In hindsight, the backlash from fans against the character of Brenda Walsh, and by extension Ms. Doherty, may have been a result of seeing themselves in both women, said Lizzie Leader, the other host of the podcast.

“We always ask guests about their ‘90210’ journey and we ask which character they most relate to or identify with,” Ms. Leader said. “Everyone is almost always a Brenda.”

But back when the show was airing, some fans became so consumed with vitriol for the character that they began calling for Ms. Doherty to be fired.

They formed an “I Hate Brenda” club. MTV News dedicated a three-plus-minute segment to the sentiment, quoting people who mocked her looks and her decision to attend the Republican National Convention in 1992. One clip in the MTV segment showed a group of partygoers hitting a “Brenda piñata.”

She left “Beverly Hills, 90210” in 1994, then went on to appear in the 1995 movie “Mallrats” and several television movies and shows. In 2019, she appeared in a brief reboot of the original “90210” called “BH90210.”

In an interview with The New York Times in 2008, Ms. Doherty said that the bad publicity around her was often based on exaggerations or “completely false” stories.

“I really could care less about it anymore,” she said in the interview. “I have nothing to apologize for. Whatever I did was my growing-up process that I needed to go through, that anybody my age goes through. And however other people may have reacted to that is their issue.”

If you were a fan of Ms.
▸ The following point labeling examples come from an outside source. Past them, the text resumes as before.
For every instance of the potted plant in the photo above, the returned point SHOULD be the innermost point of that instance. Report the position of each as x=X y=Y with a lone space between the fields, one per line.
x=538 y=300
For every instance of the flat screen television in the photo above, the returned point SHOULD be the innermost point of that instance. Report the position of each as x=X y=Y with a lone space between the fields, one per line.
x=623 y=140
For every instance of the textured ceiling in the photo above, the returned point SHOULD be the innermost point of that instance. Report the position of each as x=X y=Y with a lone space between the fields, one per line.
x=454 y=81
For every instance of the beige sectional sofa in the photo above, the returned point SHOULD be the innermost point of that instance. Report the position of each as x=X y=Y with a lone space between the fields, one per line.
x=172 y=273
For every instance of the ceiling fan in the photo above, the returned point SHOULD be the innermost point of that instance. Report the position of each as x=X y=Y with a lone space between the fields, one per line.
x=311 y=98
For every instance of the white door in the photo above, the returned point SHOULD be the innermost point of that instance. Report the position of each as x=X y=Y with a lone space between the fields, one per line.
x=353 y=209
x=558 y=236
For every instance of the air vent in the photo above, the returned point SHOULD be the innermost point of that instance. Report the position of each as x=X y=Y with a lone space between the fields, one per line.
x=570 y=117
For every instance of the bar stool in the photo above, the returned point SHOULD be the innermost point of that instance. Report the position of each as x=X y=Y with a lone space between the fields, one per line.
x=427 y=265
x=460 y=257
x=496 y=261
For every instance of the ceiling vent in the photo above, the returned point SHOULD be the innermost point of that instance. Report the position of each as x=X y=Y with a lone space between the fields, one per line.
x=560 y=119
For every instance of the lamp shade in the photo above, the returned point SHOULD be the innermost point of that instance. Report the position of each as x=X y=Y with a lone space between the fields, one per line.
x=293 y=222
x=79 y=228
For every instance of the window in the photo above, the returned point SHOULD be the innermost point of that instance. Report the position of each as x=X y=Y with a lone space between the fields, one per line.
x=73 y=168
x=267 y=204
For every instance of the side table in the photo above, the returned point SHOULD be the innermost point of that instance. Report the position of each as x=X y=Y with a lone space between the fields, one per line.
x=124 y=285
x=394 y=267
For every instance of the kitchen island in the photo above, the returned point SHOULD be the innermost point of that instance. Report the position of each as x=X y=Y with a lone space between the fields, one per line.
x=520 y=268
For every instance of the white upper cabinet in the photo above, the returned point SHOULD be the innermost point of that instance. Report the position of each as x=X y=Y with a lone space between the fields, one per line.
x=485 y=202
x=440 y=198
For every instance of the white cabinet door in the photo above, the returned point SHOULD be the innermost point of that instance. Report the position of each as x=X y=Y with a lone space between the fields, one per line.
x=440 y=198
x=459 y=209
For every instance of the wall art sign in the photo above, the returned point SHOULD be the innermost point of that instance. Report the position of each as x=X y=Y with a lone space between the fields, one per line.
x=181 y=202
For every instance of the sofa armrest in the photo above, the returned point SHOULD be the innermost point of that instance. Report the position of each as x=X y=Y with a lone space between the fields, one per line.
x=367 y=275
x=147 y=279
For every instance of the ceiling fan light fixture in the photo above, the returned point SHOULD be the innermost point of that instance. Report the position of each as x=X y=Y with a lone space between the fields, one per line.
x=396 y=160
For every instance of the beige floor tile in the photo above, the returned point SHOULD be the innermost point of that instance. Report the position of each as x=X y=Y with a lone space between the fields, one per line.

Doherty, the headlines hurt, said Professor Wesner, 45, who watched Ms. Doherty grow from a child actor in “Little House on the Prairie” into roles like Heather Duke in the 1988 movie “Heathers,” and Brenda Walsh.

“She meant a lot to me,” said Professor Wesner. “I myself was an outspoken girl and I’ve gotten slammed for it, too. For me, seeing someone who was also outspoken and also a ‘difficult woman’ was satisfying.”

The coverage of Ms. Doherty was reflective of a time “when publications would attack, would fat shame, would ugly shame, would anorexia shame,” said Stephen Galloway, the dean of the Dodge College of Film and Media Arts at Chapman University in Orange, Calif., and a former executive editor of The Hollywood Reporter. “There was no line between taste and vulgarity. It was anything goes.”

And it severely damaged Ms. Doherty’s career, he said.

Her decision to document the effects of cancer is “a great step toward redemption and meaningfulness” that could help people, said Mr. Galloway, who said he learned about a week ago that he was in the early stages of cancer.

He said Ms. Doherty’s openness had made him feel more comfortable talking about his own diagnosis.

“I looked at her and I thought, ‘what courage,’” Mr. Galloway said.